Have ready one unbaked pie shell, your favorite recipe
2 tb soft butter
1-1/2 cup chopped white onion, pinch of salt
2 cups fiddleheads, cleaned of all brown papery stuff, washed twice, drained and steamed until bright
2 cups shredded farmhouse sharp cheddar
Salt, pepper and freshly ground nutmeg
6 eggs, beaten well
1-1/2 cup half and half or light cream
Make a custard of the beaten eggs and cream. Set aside.
Saute the onion until lightly browned, add salt , pepper and nutmeg to taste.
Toss with the cooled, cooked fiddleheads.
Pile into the uncooked pie shell, top with the cheese.
Pour the custard over all, don’t overfill if the custard is too generous. Dust lightly with paprika.
Bake at 350 degrees on a cookie sheet for about 40 minutes or until puffed and set in the center.
Let it rest for a half hour before slicing. Goes well with a crisp salad.
This is a little story about when I was six. My mother was a PA farm girl, studying for her nursing degree in Philadelphia, my Dad a city boy from Philly. He was recently out of the Army and at Temple University on the GI bill. When their worlds collided, they married. Back then there was a huge push towards something new, Suburbia!
My father bought into a brand new development called Cherry Hill, a sweet little house on a decent sized lot with lots of unspoiled woods and meadow around back. Formerly, and remnants still remain, it was rich farmland and horse country. The Garden State, right? We lived there until I graduated high school.
My early days were spent helping my Mother and Grandmother hang out laundry, iron dad’s white shirts, make mud pies and top them with flowers. I should have had an inkling then that food would be my passion.
When Granddad visited with Grandma the focus changed to foraging over housekeeping or making pies. “Hunting” for dandelions was what he called it. One fine spring day, much like this day in May, with Mother’s permission we set out the back door, down the hill to the creek, forged it and up the hill we went into a meadow. I remember it well, although it wasn’t long for this world, as it was earmarked to become a row of upscale track housing. Sadly, it was the last time I recall my grandfather too, as he got sick and passed away fairly soon after.

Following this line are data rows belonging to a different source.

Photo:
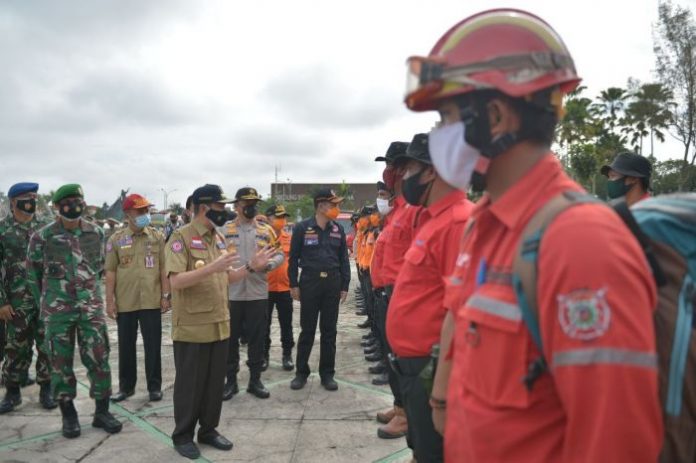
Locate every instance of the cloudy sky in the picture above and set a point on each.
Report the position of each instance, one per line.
(153, 95)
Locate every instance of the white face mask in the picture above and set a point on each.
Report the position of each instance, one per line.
(383, 206)
(453, 158)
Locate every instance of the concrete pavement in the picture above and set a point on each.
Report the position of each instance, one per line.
(311, 425)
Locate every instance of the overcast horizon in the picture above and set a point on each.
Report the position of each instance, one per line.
(174, 94)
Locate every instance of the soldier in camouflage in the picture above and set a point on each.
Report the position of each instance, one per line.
(17, 306)
(65, 261)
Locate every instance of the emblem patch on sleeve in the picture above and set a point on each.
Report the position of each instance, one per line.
(584, 314)
(177, 246)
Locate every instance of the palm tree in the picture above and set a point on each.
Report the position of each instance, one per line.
(649, 113)
(611, 105)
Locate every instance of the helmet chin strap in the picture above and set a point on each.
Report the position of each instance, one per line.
(477, 133)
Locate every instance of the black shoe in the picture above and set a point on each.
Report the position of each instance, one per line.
(29, 381)
(71, 425)
(287, 363)
(217, 441)
(298, 383)
(188, 450)
(104, 419)
(329, 384)
(231, 388)
(13, 398)
(46, 398)
(257, 388)
(378, 369)
(121, 396)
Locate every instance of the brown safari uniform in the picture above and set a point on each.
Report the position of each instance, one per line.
(137, 259)
(200, 331)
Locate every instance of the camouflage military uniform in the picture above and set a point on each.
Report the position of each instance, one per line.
(26, 327)
(63, 269)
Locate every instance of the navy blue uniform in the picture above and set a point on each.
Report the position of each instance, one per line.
(323, 256)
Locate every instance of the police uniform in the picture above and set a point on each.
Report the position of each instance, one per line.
(248, 298)
(323, 256)
(200, 326)
(137, 259)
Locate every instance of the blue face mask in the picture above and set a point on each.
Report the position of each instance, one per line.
(142, 221)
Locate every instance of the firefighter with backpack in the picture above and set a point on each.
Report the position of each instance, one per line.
(584, 386)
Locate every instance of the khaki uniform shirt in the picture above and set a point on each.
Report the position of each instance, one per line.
(137, 259)
(199, 312)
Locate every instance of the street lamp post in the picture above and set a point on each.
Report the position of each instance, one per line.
(165, 195)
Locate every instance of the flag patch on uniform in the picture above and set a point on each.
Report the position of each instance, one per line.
(584, 314)
(197, 243)
(177, 246)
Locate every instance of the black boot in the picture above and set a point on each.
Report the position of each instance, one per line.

But then he was hale, handsome and hearty and hell bent on a sack of greens to bring home for my Grandmother, Laura’s hot dandelion greens with bacon. And at that time, the meadow, ringed with old growth trees, was awash in daisies in bud and loads of dandelions before their flowers showed.
Grandpa George showed me how to identify the greens. With his sharp jack knife, he’d pop them out of the ground by the root, also being good to eat, clean them in the field so as not to bring dirt into the kitchen… and Grandma did the rest. I remember those greens done up Pennsylvania Dutch style, cooked until bright green, then dressed with a sharp hot bacon vinaigrette. Grandma called them a Spring tonic.
It was an acquired taste but we loved everything about cooking something we’d “hunted” for… and we still do.